I have a table like this:
<表类=“s-表”> <标题>Track all user emails, IPs, dates/times and events (registrations and purchases).
Right now, I'm trying to get daily statistics on a) signups and b) conversions (purchases that occur within 7 days of signup, the original signup date assigned to that email/IP, not the purchase date). p>
I could easily figure out a) registrations... but trying to figure out how to query conversions within 7 days and then assign each registration conversion to the registration date (instead of the conversion date, which is easy), it turns out this It's quite a challenge.
This is my query so far:
选择日期(时间戳)作为日期, SUM(CASE WHEN event = '注册' THEN 1 ELSE 0 END) AS 注册, SUM(CASE WHEN event = '购买' THEN 1 ELSE 0 END) AS 转化 来自点击跟踪 哪里日期(时间戳)<='2021-07-31' 和日期(时间戳)>='2021-07-01' 按日期分组 按日期排序
This gives me the following results:
<表类=“s-表”> <标题>What I ideally need is something like this (3 purchase events associated with 3 registration events on the 15th, hence why 3 conversions are assigned to the 15th and none to the 16th):
<表类=“s-表”> <标题>Does it make sense?
Keep in mind that the size of this click_tracking table is a million or two records, and I've tried JOINS on it multiple times to make it crash, so not just any query will work...
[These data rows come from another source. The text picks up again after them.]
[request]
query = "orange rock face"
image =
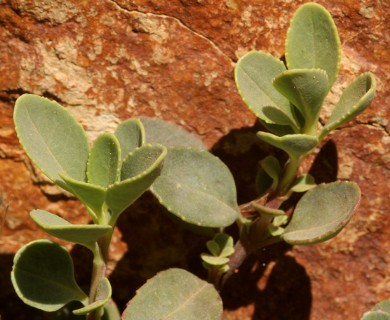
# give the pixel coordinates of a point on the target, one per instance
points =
(174, 59)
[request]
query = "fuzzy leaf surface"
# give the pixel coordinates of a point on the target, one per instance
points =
(104, 161)
(197, 187)
(322, 212)
(312, 41)
(175, 294)
(131, 135)
(43, 276)
(139, 170)
(254, 73)
(83, 234)
(169, 134)
(356, 97)
(51, 137)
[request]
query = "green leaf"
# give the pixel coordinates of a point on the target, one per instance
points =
(84, 234)
(103, 294)
(322, 212)
(306, 89)
(354, 100)
(296, 145)
(43, 276)
(169, 135)
(51, 137)
(254, 73)
(131, 135)
(312, 41)
(104, 161)
(175, 294)
(198, 188)
(139, 170)
(91, 195)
Any idea how to solve this problem efficiently and change my query to accomplish this task?
P粉8846670222023-09-12 17:09:57
You need window functions to perform this kind of query:
与组合 AS ( 选择日期(时间戳)作为日期0, 电子邮件, FIRST_VALUE(事件) OVER(按电子邮件分区 ORDER BY 当前行和 0 个后续行之间的时间戳行) AS event1, NTH_VALUE(事件,2) OVER(按电子邮件分区 ORDER BY 当前行和后续 1 行之间的时间戳行) AS event2, FIRST_VALUE(日期(时间戳)) OVER(按电子邮件分区 ORDER BY 1 PRECEDING AND 1 FOLLOWING 之间的时间戳行) AS date1, NTH_VALUE(DATE(时间戳),2) OVER(按电子邮件分区 ORDER BY 1 PRECEDING AND 1 FOLLOWING 之间的时间戳行) AS date2 来自点击跟踪 WHERE 时间戳位于“2021-07-01 00:00:00”和“2021-07-30 23:59:59”之间) 选择日期 0 作为日期, SUM(CASE WHEN event1='注册' THEN 1 ELSE 0 END) AS 注册, SUM(CASE WHEN event1='注册' AND event2='购买' AND DATEDIFF(date2,date1) < 8 THEN 1 ELSE 0 END) AS 转化 从组合 按 1 分组
Assuming that for each email, the first record is always Registration
and the second record (if any) is always Purchase
, you will get the type of the email and date records the first 2 records at a time. You can then easily count sign-ups and purchases separately, while applying additional filters so that there are no more than 7 days between 2 events.
If you have a key on timestamp
then the query should be fast enough even with 1 million rows.